A few years ago, a group of architects and painters from Savannah, Georgia, stayed with us in Venice for a week in autumn. Unusually long for most visitors just stay a couple of days. Like the 1960s, when visitors remained for a week and longer in town. They came to Venice for a real vacation.

Our American guests had come to Venice on a special mission. Having studied the luminous pictures of Venetian vedutisti painters, they wanted to experience the mystic light of the Venetian fall firsthand.
Vedutismo means “painting vedute”. Veduta can be translated as view. It’s a view of landscapes and cityscapes. The way a group of painters in the 17th century used to paint pictures full of light. How Antonio Canal – Canaletto expressed his views of Venice in stark and intense colors. Just like October is clad in Canaletto colors.

On this particularly sunny day at breakfast, our guests asked me where they could go in Venice to paint. They were looking for a quiet place with the bland morning sun bathing the view.

So while sipping coffee and eating a piece of autumn cake, my grandmother’s staple butter cake with mulberry jam filling, we decided I show them a few places where to paint and then pick them up two hours later to discover yet another place to paint.
Walking around in October means learning about light. Even though they used to work in their laboratories, Venetian vedutisti loved walking around in Venice to take in the effects of light. Capturing these details was the core of their success.

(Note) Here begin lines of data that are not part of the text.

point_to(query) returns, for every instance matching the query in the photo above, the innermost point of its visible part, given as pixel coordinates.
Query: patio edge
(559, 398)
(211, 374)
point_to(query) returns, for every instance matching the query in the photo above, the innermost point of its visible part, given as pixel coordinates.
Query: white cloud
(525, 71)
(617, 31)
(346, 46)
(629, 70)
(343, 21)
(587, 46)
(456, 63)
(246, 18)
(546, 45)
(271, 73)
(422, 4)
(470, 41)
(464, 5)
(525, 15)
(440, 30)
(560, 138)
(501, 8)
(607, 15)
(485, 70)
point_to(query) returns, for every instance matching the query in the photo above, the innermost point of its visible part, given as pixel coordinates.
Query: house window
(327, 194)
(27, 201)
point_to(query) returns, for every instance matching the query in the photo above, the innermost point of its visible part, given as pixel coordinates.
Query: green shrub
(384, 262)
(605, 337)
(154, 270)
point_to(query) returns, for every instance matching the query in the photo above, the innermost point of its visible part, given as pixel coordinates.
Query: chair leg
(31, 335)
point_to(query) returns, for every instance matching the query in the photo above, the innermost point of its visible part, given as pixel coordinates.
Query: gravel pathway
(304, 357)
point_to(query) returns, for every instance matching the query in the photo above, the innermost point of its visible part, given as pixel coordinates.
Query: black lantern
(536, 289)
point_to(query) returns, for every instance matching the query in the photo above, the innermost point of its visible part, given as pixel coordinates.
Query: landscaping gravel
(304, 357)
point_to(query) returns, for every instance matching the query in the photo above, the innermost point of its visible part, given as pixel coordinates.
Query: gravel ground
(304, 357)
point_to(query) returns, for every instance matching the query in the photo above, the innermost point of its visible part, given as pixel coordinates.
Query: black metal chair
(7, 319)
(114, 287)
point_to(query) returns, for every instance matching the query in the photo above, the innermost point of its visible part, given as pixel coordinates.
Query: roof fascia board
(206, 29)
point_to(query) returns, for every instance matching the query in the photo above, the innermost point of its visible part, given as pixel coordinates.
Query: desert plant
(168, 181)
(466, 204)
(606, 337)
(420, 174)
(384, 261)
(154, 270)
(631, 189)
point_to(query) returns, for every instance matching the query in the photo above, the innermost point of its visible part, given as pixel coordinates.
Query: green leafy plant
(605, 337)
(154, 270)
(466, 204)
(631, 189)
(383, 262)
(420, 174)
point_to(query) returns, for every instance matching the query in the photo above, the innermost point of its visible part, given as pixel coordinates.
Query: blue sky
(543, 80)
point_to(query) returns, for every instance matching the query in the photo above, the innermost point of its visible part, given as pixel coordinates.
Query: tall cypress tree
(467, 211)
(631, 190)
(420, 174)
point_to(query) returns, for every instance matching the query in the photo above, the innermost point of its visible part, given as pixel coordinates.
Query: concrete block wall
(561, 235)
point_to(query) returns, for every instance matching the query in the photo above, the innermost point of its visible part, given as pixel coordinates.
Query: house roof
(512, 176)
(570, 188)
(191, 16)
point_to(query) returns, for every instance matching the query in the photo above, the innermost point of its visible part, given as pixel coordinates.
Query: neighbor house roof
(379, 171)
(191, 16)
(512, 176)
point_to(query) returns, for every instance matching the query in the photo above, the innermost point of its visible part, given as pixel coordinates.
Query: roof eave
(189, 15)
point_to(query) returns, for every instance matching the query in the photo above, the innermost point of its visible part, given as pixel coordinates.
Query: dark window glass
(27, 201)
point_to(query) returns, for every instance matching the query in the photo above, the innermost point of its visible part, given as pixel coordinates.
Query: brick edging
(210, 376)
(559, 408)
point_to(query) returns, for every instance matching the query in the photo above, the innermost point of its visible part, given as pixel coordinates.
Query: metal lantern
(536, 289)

For in these first few days of October, the light is changing, leading us away from the illusion that summer is still around. It actually is summer – in the sun at noon.
So which were the special corners my American guests were visiting? It was the following four you’ll get to know in the next few pictures. Where you go to paint depends on the season. In my opinion, for painting, come to Venice in April or October. November and January will also be fine if you love misty secretive atmosphere and bland winter colors.
There’s one common advantage you can enjoy in every month of the year: By painting, or sketching views with a pencil and in watercolors, you really get to know every single brick and color shade of Venice :-)

#1 Painting a unique urban feature I could stop on ponte storto next to La Fenice for hours on end. At night, this is probably the most quiet place in Venice. The only thing you can hear are your steps echoing on the pavement, the masegni. A ponte storto is a favorite Venetian feature of mine, it’s a complex bridge, a ponte obliquo, often spanning two or more canals and creating a platform, a tiny campiello.

#2 Painting the view from a balcony on Campo della Bragora This is a quiet yet lived-in campo. It has its own little green oasis. With my favorite plants in town, the Persian silk tree. I have always loved them and they still boast a few blossoms in October. They make a fine backdrop if you want to paint details, like the vera da pozzo – drinking water well made of white Istrian stone. From this second-floor perspective, you can also view and paint the church San Giovanni in Bragora.

#3 Painting the Grand Canal with a view of do bricole – two wooden poles I’ve always wondered what this picture would be like, with two fine bricole in the foreground. Paint it in the early morning. Then, walk off to Tragheto Santa Sofia, cross the Grand Canal and …

#4 Now change perspectives and paint the same surroundings !! Walk over to Strada Nova to paint exactly the area you’ve just been to. Stopping on a bridge along Strada Nova but do it rather early in the morning, for later it is very crowded here.

This place needs light, though, I’ve seen it as a landmark picture on Venice Connection. My pictures here were taken on a hazy October morning so the colors, the reddish pink of the house and the turquoise of the Grand Canal don’t show so much without the sun. Now look at the picture below – what a difference the sun, right season, and right time of day can make :-) The right angle of sun rays to bring out its full beauty.